What is the purpose and location of each key the user is instructed to create?

AWS Redshift Serverless credentials are created during the deployment via AWS CDK. These credentials are written to AWS Secrets Manager and used to query the database for analytics in TrusstGPT user interface. These credentials are rotated by Secrets Manager every 30 days.

How are stored secrets such as database credentials maintained in AWS Secrets Manager?

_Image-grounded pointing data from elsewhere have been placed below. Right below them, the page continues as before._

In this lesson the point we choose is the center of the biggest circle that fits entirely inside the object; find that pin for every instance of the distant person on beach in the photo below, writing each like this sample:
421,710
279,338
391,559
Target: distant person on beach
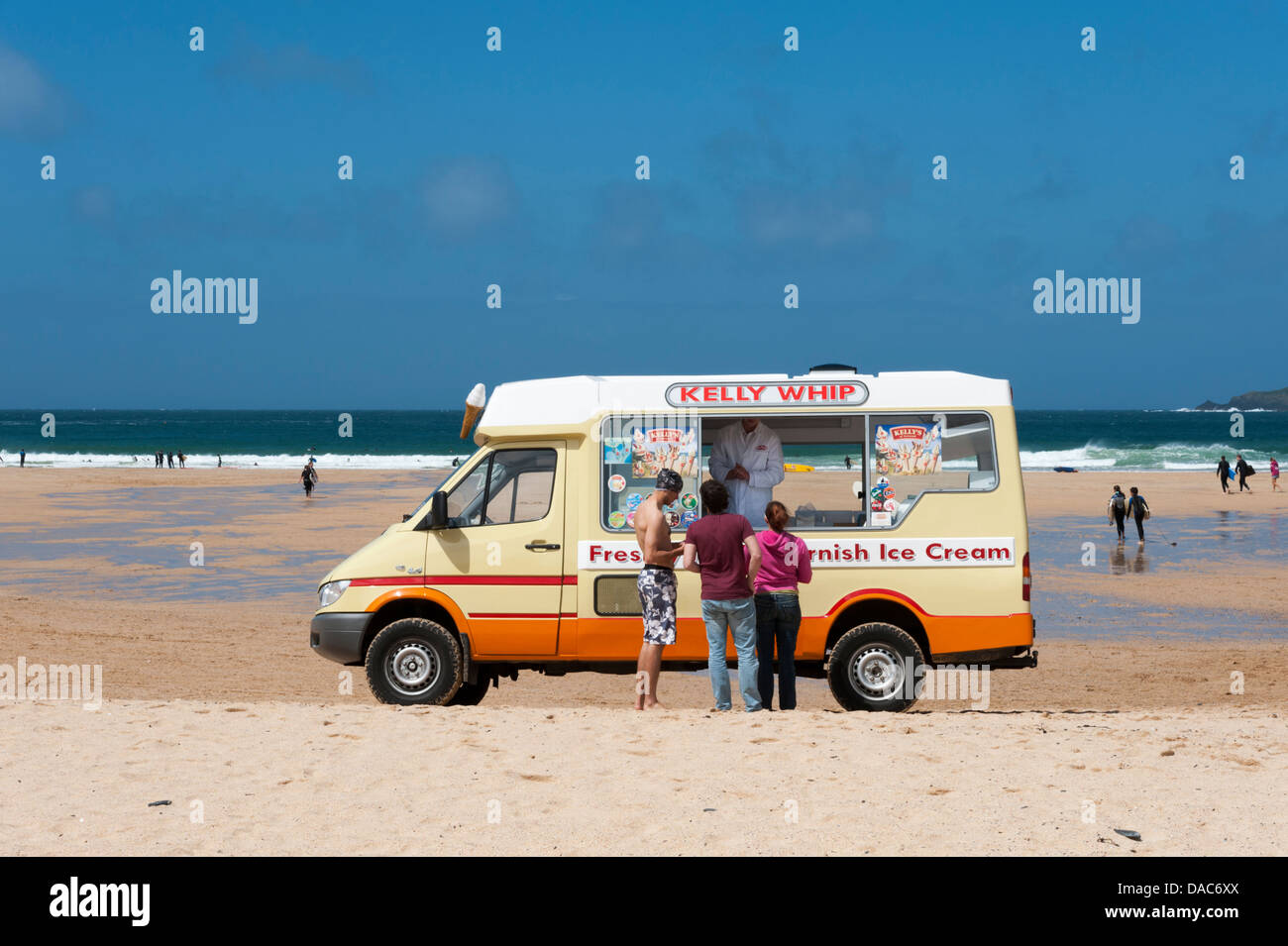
1137,508
1244,470
309,477
784,566
656,583
1119,510
713,549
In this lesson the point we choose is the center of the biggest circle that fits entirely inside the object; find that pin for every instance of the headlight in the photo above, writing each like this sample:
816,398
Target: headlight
330,592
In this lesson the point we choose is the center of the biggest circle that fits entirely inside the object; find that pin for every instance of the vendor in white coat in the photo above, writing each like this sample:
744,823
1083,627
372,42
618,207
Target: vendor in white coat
747,457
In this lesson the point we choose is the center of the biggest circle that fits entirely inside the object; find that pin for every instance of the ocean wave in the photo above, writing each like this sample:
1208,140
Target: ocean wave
281,461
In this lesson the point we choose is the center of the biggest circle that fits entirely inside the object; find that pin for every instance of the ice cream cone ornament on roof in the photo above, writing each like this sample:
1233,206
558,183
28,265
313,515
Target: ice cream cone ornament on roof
473,408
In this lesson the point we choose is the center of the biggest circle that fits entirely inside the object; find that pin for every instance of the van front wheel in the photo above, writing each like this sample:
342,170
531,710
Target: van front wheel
413,662
874,667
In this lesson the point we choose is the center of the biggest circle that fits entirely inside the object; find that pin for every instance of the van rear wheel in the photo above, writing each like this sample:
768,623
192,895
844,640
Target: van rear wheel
413,662
874,667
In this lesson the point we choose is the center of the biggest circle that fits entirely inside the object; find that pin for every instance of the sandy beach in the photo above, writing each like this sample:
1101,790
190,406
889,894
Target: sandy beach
213,699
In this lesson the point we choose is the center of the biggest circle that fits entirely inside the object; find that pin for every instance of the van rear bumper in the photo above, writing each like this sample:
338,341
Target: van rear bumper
338,635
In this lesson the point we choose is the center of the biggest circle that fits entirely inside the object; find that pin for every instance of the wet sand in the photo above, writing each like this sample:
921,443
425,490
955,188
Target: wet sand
214,696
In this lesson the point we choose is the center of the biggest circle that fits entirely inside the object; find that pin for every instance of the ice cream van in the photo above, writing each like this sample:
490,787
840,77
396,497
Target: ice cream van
905,485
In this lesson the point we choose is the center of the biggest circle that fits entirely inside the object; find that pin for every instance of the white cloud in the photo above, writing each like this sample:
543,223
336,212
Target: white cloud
29,102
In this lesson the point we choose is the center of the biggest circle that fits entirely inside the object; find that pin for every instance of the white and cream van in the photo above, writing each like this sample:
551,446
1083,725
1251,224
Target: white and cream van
526,558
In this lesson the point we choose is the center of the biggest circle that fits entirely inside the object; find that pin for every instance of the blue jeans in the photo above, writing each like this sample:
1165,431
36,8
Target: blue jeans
739,618
778,618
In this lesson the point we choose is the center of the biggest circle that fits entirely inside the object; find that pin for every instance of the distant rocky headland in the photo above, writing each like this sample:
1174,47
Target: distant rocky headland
1252,400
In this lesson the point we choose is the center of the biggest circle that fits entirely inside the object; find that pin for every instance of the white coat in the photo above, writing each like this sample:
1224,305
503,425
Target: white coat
761,455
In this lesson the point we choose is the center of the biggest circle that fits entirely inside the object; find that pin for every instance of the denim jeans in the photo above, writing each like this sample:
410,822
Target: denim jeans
778,618
739,618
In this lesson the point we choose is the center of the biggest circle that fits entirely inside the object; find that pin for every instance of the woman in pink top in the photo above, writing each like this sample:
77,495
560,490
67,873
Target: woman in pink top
784,564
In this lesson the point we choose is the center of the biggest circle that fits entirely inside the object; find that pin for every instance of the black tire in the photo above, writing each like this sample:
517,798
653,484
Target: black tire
874,667
471,693
413,662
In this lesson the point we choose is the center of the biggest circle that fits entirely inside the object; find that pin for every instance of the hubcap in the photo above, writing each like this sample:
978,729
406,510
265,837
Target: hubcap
877,672
412,668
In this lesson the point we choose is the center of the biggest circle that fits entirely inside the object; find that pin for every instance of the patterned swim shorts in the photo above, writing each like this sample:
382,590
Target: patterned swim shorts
657,601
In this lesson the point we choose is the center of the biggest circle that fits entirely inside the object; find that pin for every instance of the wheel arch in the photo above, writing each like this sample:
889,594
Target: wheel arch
883,606
413,602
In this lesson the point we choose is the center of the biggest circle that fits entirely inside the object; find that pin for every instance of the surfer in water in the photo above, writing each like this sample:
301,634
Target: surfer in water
309,477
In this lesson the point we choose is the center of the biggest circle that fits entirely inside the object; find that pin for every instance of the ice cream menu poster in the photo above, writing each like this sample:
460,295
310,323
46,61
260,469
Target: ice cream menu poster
664,448
909,450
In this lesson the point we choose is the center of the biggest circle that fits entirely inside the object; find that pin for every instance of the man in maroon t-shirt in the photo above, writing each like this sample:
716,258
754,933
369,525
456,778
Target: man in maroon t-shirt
713,549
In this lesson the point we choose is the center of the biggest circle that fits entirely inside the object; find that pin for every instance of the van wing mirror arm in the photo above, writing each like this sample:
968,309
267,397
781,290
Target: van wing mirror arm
438,511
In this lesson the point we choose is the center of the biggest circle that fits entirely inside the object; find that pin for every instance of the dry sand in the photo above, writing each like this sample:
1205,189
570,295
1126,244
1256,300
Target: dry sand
220,701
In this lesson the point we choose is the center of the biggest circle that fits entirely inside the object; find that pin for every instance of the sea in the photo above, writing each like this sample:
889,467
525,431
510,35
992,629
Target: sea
426,439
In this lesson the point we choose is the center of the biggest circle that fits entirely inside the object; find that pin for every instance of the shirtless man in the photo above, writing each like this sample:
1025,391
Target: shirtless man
656,583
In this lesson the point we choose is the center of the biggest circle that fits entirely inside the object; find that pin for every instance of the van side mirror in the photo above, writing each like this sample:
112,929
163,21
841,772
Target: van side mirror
438,511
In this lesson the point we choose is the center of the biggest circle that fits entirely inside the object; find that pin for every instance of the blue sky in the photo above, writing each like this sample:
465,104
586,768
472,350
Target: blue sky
518,167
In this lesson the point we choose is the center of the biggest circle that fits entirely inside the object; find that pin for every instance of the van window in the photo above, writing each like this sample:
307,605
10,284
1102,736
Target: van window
505,486
921,454
823,485
634,450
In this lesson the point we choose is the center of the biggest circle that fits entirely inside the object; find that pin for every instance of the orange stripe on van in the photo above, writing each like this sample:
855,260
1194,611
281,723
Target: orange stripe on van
463,579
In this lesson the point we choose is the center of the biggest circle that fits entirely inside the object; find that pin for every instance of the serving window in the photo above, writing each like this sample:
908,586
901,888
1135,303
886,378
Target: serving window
867,470
823,455
634,450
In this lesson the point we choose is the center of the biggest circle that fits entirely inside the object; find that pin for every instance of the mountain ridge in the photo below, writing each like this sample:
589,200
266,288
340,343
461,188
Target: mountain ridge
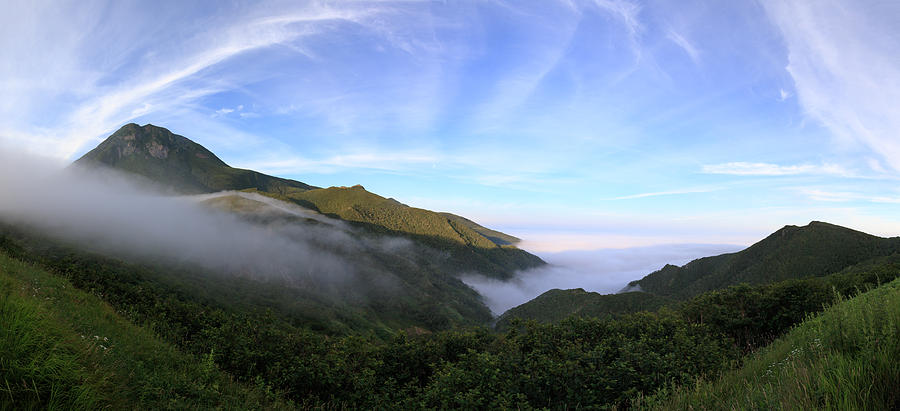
189,168
792,252
174,161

Here’s how TrusstGPT utilises Secrets Manager to maintain and protect stored secrets like Redshift database credentials:

Secure Storage

AWS Secrets Manager encrypts the secrets at rest using encryption keys that you control through AWS Key Management Service (KMS). This means that only encrypted versions of your secrets are stored, safeguarding against unauthorised access.

Access Control

Access to the secrets is strictly controlled using AWS Identity and Access Management (IAM) policies. You can define who can retrieve or manage secrets, ensuring that only authorised applications and users have access.

Audit and Monitoring

AWS Secrets Manager integrates with AWS CloudTrail, which logs every request made to Secrets Manager, including requests to retrieve a secret. This allows you to audit access to your secrets and detect any potential misuse or unauthorised access.

Disaster Recovery

Secrets are replicated across multiple AWS regions when configured, providing redundancy and ensuring availability. You can recover these secrets if needed, contributing to robust disaster recovery practices.

Direct Integration

For operational efficiency, AWS Secrets Manager directly integrates with other AWS services. In the case of TrusstGPT, the secrets stored for Redshift credentials can be seamlessly retrieved and used by AWS services that require database access, without exposing the credentials in application code or logs.

By utilising AWS Secrets Manager, TrusstGPT ensures that your Redshift database credentials are managed securely, supporting both the integrity and confidentiality of your data.